Well, funny you should ask, jello salads were everywhere in the 1960s and went by several different names and came in many different flavors. Some of them even had vegetables in them… no, I’m not kidding.
But here’s where is gets really weird, it wasn’t even the vegetables that gave these desserts their name… it was from some people using salad dressing in their jello salad recipes. Wait, what? Yep, salad dressing… eek!
But luckily for you, I’m not brave enough to go throwing celery in a jello salad and I’m not crazy enough to ever use salad dressing either. So today’s recipe is a sweet one that’s perfect for hot summer days just like my Grape Jelly Icebox Cake!

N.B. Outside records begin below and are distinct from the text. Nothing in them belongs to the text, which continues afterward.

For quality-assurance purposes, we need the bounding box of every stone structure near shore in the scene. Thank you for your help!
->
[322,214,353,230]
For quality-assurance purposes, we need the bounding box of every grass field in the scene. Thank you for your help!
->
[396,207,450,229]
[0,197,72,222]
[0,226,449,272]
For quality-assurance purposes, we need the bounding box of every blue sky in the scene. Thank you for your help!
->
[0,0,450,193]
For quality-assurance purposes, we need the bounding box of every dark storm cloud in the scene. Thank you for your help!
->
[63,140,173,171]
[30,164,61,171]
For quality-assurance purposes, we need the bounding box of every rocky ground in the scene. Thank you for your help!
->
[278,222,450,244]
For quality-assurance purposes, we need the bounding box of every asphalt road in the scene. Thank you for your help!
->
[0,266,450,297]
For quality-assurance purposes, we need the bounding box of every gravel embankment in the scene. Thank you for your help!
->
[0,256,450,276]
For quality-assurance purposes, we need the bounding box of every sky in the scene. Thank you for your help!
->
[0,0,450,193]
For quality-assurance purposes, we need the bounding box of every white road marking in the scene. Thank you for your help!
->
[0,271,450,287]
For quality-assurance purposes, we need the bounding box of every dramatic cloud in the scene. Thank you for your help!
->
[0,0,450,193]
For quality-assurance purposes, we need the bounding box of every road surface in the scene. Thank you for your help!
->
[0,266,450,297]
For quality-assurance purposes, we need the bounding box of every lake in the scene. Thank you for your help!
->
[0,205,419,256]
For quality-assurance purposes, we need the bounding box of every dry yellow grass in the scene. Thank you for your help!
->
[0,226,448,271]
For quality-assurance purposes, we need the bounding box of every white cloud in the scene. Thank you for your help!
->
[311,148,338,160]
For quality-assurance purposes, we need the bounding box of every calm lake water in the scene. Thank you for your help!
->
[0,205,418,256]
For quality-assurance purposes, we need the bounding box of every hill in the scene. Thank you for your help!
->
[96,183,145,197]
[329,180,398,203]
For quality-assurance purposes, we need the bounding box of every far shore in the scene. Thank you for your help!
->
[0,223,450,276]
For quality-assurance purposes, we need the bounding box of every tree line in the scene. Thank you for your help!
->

I love that this Dr Pepper Jello Salad is so easy to make, it requires very little prep work and no baking which makes it a warm weather win in my book! The twenty-three flavors in Dr Pepper make this dessert an instant hit, add in some cherries, pineapple, and pecans for additional flavor and texture and we’re in business! You can also substitute Cherry Cola for the Dr Pepper in this recipe. I love topping it with Cool Whip or my Cream Cheese Whipped Cream.
A few key things to remember when making this recipe are:
- Time: Yes, this recipe is quick to prep, but the jello needs to set, so make sure to factor 4 to 5 hours into your plans for that.

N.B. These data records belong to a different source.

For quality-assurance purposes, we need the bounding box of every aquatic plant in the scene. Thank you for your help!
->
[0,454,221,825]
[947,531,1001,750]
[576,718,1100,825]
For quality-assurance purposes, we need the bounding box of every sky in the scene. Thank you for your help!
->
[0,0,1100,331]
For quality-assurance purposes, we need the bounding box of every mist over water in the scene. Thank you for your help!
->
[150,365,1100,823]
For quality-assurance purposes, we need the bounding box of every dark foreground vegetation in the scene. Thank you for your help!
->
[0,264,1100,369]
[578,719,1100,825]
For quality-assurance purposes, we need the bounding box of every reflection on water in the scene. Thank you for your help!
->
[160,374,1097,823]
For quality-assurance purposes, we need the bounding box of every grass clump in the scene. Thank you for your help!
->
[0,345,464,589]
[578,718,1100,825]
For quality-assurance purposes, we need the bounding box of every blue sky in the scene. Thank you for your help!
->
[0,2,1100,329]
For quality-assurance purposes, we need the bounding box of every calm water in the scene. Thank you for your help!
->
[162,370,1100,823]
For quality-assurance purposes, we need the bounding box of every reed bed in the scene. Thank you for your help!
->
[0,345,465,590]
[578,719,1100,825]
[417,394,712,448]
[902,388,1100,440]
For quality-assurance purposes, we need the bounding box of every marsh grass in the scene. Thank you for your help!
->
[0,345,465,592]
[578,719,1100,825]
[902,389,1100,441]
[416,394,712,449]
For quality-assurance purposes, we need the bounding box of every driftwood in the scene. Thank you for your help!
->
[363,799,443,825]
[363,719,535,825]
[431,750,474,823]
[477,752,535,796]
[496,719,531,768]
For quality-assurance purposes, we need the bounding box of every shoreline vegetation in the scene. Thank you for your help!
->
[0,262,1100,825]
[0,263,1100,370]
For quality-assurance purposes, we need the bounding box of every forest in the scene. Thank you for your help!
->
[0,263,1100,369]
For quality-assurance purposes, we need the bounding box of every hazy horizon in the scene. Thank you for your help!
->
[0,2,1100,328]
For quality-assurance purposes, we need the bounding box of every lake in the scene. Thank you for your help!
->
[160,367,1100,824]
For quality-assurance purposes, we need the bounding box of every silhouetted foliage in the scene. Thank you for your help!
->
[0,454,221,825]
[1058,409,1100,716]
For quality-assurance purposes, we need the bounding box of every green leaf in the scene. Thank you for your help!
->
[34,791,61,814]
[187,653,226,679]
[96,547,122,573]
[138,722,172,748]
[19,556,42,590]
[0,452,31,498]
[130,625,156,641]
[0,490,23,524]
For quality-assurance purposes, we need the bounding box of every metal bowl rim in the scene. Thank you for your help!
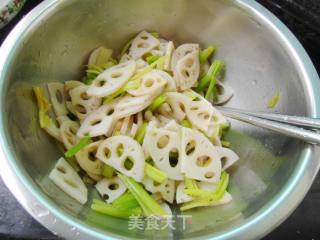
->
[0,0,320,239]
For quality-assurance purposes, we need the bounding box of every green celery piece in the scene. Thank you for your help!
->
[119,38,134,59]
[103,79,140,104]
[221,140,231,148]
[131,56,167,80]
[181,119,192,128]
[82,61,115,85]
[213,172,229,201]
[183,188,212,199]
[64,136,91,158]
[134,122,148,144]
[146,55,161,64]
[86,69,101,75]
[180,199,211,212]
[180,172,229,211]
[91,200,136,219]
[220,122,230,130]
[196,60,224,93]
[112,192,139,210]
[82,175,95,185]
[144,163,168,183]
[102,164,114,178]
[184,91,198,101]
[118,173,166,216]
[112,130,122,136]
[199,46,216,64]
[205,74,217,101]
[148,94,167,112]
[66,158,81,172]
[110,58,119,65]
[150,32,160,38]
[268,92,281,108]
[184,177,198,189]
[33,87,53,128]
[95,47,112,66]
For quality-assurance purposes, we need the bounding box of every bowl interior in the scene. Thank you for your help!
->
[0,0,312,238]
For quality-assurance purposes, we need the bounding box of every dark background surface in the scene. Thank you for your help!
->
[0,0,320,240]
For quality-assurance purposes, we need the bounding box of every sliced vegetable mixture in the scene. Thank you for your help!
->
[34,31,238,218]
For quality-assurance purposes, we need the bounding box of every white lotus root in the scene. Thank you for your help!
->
[64,80,85,116]
[173,51,200,90]
[165,92,190,122]
[76,141,103,175]
[49,158,88,204]
[119,53,148,72]
[163,120,181,134]
[44,121,62,142]
[142,177,175,203]
[181,128,221,183]
[88,46,112,66]
[144,110,160,126]
[77,102,117,137]
[197,182,232,207]
[96,136,144,182]
[150,38,169,57]
[216,147,239,171]
[163,41,174,71]
[160,202,172,216]
[129,31,160,60]
[171,43,199,71]
[176,182,193,204]
[128,70,167,97]
[113,113,139,137]
[151,38,174,71]
[213,81,234,104]
[115,95,153,119]
[96,177,127,203]
[87,172,103,182]
[143,125,183,180]
[69,85,101,120]
[166,92,218,132]
[155,114,174,127]
[153,70,177,92]
[60,120,79,150]
[48,82,68,116]
[87,61,136,97]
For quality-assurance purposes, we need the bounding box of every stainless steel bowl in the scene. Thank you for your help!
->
[0,0,320,239]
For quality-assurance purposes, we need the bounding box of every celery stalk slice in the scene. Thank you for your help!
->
[181,119,192,128]
[196,60,224,92]
[91,200,137,219]
[119,38,134,59]
[184,178,198,189]
[180,172,229,211]
[146,55,160,64]
[112,192,139,209]
[144,163,168,183]
[205,77,217,101]
[134,122,148,144]
[102,164,114,178]
[118,173,166,216]
[64,136,91,158]
[221,140,231,148]
[131,56,167,80]
[148,94,167,112]
[199,46,216,64]
[103,79,140,104]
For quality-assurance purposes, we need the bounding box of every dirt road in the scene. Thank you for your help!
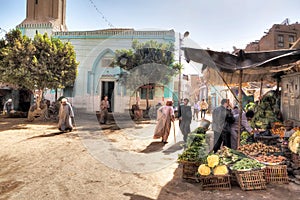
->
[0,112,300,200]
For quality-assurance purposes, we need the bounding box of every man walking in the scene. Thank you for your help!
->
[212,99,234,152]
[178,98,192,142]
[200,99,208,119]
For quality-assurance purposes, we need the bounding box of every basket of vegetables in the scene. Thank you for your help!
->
[231,158,266,190]
[265,165,289,184]
[177,132,208,180]
[198,154,231,190]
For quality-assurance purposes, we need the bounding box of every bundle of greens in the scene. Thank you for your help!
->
[178,131,208,163]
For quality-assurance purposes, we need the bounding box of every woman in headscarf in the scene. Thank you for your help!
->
[100,96,109,124]
[153,101,175,144]
[58,98,74,132]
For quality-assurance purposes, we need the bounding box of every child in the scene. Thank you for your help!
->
[284,120,295,138]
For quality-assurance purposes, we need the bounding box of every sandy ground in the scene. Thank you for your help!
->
[0,111,300,200]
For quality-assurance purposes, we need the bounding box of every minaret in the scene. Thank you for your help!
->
[17,0,67,37]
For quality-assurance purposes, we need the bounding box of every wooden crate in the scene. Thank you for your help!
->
[180,161,201,180]
[199,175,231,190]
[264,165,289,184]
[292,152,300,168]
[235,170,267,190]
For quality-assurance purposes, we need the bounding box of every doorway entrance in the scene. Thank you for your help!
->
[101,81,115,112]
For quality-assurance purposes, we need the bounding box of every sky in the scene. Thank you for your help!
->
[0,0,300,52]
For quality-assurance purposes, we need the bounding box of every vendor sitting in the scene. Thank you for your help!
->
[284,120,295,138]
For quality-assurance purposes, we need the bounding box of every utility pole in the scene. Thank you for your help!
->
[178,31,190,110]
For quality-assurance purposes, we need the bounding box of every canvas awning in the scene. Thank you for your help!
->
[183,48,300,84]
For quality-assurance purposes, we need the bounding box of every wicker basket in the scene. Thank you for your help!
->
[292,153,300,168]
[235,170,267,190]
[265,165,289,184]
[199,175,231,190]
[180,161,201,180]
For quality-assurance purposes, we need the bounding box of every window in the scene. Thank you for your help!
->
[140,85,154,99]
[289,35,295,43]
[277,35,284,47]
[101,58,113,67]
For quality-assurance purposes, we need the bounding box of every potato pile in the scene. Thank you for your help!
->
[238,142,280,156]
[254,155,286,164]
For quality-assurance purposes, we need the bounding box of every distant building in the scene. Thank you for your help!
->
[245,19,300,51]
[17,0,175,112]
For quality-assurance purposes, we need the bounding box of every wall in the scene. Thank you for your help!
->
[281,72,300,126]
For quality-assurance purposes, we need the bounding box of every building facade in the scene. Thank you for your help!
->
[17,0,175,112]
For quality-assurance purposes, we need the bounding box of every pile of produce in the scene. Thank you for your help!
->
[178,131,208,163]
[240,131,254,145]
[251,91,280,130]
[216,146,247,165]
[254,155,286,165]
[231,158,265,171]
[198,154,228,176]
[238,142,280,156]
[191,127,207,134]
[289,130,300,154]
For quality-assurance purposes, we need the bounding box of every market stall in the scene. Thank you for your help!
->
[178,127,300,190]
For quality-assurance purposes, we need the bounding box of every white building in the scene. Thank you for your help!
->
[17,0,175,112]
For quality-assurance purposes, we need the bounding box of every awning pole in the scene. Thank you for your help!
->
[237,70,243,147]
[258,79,263,102]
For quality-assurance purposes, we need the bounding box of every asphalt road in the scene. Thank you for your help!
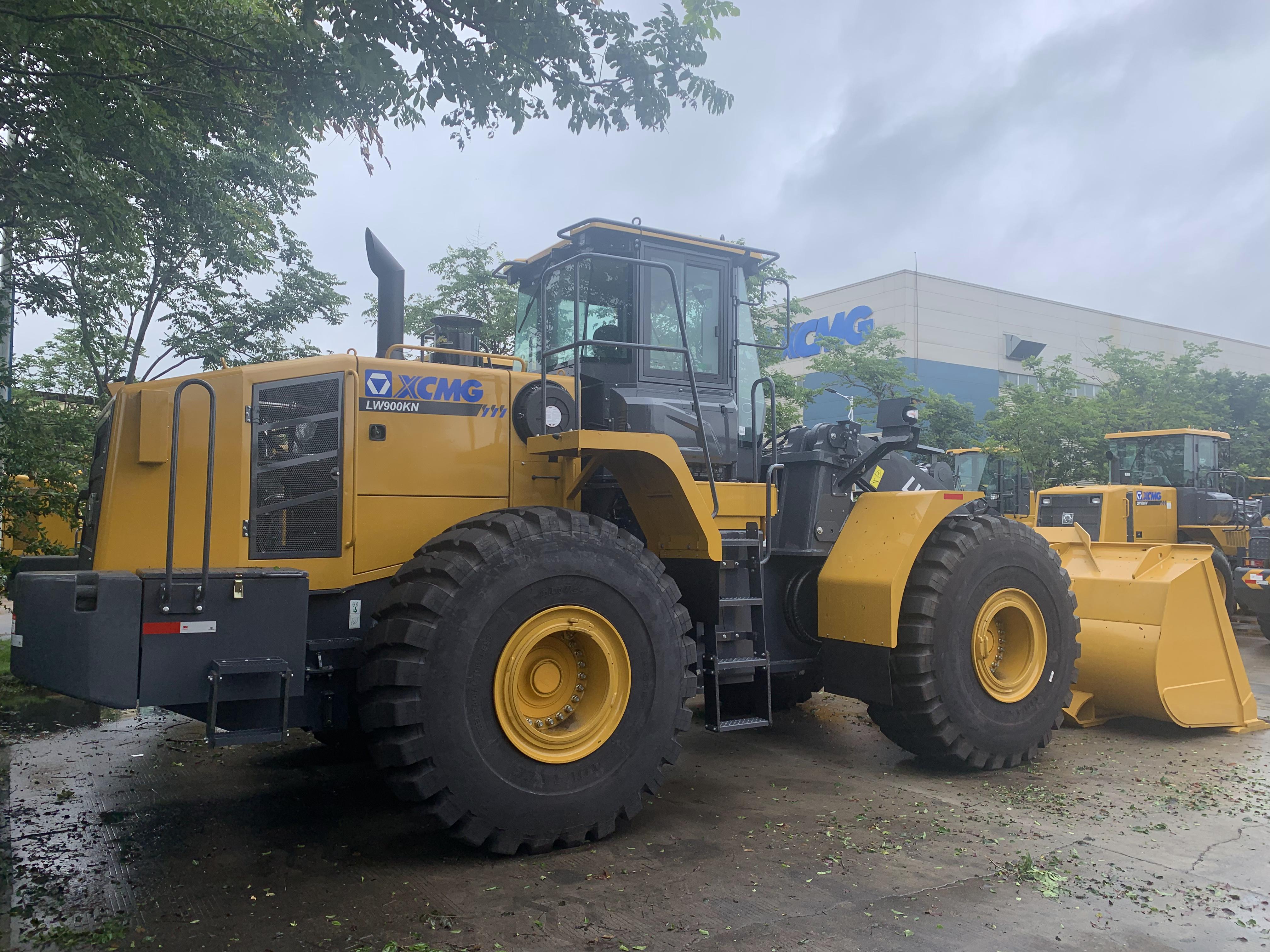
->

- Pan: It’s important to use either a silicon or dark nonstick bundt pan, it can also be made in a square baking dish or sheet pan, but should not be made in a light metal flute pan.

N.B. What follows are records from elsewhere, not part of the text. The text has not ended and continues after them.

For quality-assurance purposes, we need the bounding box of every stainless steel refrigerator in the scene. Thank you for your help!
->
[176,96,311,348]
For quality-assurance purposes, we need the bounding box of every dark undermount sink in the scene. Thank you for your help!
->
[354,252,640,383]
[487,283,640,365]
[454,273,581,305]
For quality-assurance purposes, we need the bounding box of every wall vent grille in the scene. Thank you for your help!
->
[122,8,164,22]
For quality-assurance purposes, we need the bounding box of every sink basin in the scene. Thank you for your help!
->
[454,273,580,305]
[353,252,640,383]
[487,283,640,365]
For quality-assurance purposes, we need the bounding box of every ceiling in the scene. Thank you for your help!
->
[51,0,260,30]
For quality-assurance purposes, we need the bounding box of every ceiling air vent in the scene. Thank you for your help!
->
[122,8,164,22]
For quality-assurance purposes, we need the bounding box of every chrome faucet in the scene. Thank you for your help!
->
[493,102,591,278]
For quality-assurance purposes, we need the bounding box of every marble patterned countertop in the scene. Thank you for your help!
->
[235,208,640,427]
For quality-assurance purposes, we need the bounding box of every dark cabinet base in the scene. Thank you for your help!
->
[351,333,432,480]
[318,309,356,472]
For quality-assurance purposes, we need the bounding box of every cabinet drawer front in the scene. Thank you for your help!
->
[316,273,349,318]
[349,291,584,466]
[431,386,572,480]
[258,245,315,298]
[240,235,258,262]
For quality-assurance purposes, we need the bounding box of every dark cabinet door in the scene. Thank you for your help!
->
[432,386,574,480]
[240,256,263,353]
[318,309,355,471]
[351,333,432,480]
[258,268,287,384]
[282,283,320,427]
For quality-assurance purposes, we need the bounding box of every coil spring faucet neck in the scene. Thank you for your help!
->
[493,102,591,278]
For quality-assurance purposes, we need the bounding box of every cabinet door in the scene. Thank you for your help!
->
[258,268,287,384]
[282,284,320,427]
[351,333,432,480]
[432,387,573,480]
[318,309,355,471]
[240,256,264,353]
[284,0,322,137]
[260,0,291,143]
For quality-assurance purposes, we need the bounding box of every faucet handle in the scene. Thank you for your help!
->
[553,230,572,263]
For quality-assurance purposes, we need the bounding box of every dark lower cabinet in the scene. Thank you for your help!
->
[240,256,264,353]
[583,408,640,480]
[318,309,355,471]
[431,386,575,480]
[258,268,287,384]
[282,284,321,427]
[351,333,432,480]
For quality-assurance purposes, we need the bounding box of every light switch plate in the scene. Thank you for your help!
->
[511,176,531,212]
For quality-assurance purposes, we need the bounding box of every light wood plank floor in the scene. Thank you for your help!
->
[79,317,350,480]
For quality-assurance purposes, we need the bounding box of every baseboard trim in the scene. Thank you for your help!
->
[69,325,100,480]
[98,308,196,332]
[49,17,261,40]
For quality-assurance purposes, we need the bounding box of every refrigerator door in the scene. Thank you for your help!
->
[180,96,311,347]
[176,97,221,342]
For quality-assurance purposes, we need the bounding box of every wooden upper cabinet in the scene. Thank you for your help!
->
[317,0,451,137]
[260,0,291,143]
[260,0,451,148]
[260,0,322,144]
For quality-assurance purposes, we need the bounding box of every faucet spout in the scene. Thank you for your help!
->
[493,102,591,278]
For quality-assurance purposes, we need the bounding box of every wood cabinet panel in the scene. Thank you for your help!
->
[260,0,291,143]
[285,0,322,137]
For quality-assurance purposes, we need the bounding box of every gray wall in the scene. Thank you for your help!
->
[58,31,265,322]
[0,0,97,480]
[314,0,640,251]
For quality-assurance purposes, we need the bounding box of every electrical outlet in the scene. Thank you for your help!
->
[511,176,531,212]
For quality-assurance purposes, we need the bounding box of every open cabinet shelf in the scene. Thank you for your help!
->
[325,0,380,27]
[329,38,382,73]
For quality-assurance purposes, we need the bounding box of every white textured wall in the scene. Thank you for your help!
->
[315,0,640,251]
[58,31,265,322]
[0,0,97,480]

- Grease: Even if using a nonstick pan, it’s important to grease the pan with cooking spray and to then use a paper towel to rub it all over the inside of the pan for good measure.
- 1 cup water
- 2 (3-ounce) boxes of Strawberry Jello
- 1¼ cup Dr Pepper
- 1 (10-ounce) jar sliced maraschino cherries + juice
- 1 (8-ounce) can crushed pineapple + juice
- 1 cup chopped pecans
- Bring water to a boil.
- Add jello to a large bowl and pour boiling water over it, stir until jello mixture dissolves and add in the Dr Pepper. The mixture will fizz up, so make sure to use a large bowl and do it over the sink just in case. Place in the fridge to cool for 30 minutes.
- Meanwhile, grease a nonstick bundt pan with cooking spray.
- Once the 30 minutes have passed, add the remaining ingredients to the jello mixture and then pour into the prepared pan. Let chill in the fridge for at least 4 hours.
- If making in a bundt pan or another pan where the jello salad will need to be flipped out, gently pull the jello away from the side of the pan with your fingers to help loosen it before flipping.